Как отпашемся, отсеемся,
Любого запляшу.
 
   Нюта ступила шаг к рампе, жарко, лукаво блеснула глазами куда-то в зал.
 
Мой миленочек в Омшанах
В техникуме учится.
Ой, хороший инженер
Из него получится!
 
   И тут Марфа увидела Валерия: курчавый затылок, красное, горевшее ухо, спину в чистой праздничной рубахе. По напряженной позе сына она почувствовала, что парень сейчас весь обращен во внимание. Марфа тихонько засмеялась, вздохнула, медленно сошла с балкончика, и, пока вынимала из сиденья кабины ручку, заводила автомашину, ее провожала песня:
 
Лети, голубь, через прорубь,
Через дальнее село... [4]
 
   Солоухина вновь вывела «ЗИС» на главную мощеную улицу деревни и продолжала рейс на элеватор.
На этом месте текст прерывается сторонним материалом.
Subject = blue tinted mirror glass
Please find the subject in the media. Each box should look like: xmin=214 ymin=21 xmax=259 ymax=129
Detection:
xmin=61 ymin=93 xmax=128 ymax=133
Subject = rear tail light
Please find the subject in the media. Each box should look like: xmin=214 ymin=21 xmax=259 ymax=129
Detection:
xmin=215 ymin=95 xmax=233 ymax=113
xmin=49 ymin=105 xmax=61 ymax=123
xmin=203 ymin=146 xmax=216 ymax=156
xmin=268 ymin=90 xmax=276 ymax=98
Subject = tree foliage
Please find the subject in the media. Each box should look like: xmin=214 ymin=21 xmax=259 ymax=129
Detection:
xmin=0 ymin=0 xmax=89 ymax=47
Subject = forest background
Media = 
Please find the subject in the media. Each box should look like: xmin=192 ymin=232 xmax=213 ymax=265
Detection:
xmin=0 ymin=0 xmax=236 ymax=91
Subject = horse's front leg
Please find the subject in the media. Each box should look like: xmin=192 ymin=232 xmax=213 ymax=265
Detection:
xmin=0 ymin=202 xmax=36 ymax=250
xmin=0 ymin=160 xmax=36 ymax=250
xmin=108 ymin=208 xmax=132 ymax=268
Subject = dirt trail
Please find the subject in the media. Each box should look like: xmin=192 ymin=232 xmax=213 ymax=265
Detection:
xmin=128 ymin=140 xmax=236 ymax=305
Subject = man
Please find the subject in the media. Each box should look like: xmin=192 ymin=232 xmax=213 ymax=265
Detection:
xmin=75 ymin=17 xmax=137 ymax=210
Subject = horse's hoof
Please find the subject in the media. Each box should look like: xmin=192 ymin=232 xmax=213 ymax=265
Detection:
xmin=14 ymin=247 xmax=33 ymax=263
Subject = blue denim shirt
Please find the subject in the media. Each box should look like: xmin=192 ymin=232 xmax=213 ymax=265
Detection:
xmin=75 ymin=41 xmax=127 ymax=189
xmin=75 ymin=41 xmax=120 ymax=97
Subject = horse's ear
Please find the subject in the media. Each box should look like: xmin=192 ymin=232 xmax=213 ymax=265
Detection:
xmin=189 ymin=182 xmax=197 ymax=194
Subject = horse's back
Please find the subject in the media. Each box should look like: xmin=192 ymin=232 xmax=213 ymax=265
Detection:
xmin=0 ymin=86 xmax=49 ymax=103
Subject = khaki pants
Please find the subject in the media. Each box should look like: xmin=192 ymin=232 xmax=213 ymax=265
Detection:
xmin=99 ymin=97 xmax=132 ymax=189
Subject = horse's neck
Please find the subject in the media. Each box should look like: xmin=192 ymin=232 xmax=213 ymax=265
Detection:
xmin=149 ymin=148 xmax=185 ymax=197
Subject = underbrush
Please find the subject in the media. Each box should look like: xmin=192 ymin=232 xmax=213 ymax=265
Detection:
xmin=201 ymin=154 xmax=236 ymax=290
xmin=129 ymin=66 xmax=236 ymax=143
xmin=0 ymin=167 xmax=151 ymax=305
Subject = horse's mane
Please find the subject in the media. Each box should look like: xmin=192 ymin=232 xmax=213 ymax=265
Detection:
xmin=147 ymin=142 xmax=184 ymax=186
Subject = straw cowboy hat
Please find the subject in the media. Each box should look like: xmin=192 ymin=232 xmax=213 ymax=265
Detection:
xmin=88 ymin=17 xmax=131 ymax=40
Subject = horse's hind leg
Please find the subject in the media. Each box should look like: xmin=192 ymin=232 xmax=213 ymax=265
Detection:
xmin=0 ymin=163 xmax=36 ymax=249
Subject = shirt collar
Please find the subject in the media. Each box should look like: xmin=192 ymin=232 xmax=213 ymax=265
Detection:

Ярко освещенные окна клуба, сонные избы Милечкина, глухие сады — все потонуло сзади во тьме. Зорко вглядываясь в лунную дорогу, Марфа думала:
   «Ночь, самое бы отдохнуть, а Валерику, Нюте всей этой колхозной молодежи веселье. У них своя жизнь. Завтра чуть свет в поле». Ну и что? Не такой ли она была в девках? Только жизнь тогда не баловала. На посиделках от махорочного дыма хоть коромысло вешай, развлечения — одни семечки.
   Восток уже начал светлеть — коротка июльская ночь, заря с зарей сходятся, — когда автомашина подошла к деревянному мосту через реку Сейм, задернутую предутренним туманом. Неожиданно злой красный огонек, словно вывороченный глаз, перегородил грузовику путь. Глаз оказался фонарем, подвешенным на шлагбаум. Проезд был закрыт.
   От будки не спеша подошел седобородый сторож в телогрейке, валенках.
   — Заворачивай! Ай не видишь? Пруться на запретный свет, чисто мотыли.
   — Отец, — озадаченно сказала Марфа, — чего мост-то закрыли?
   — Тебя забыли спросить.
   Старик зевнул. Голос у него спросонок был сердитый.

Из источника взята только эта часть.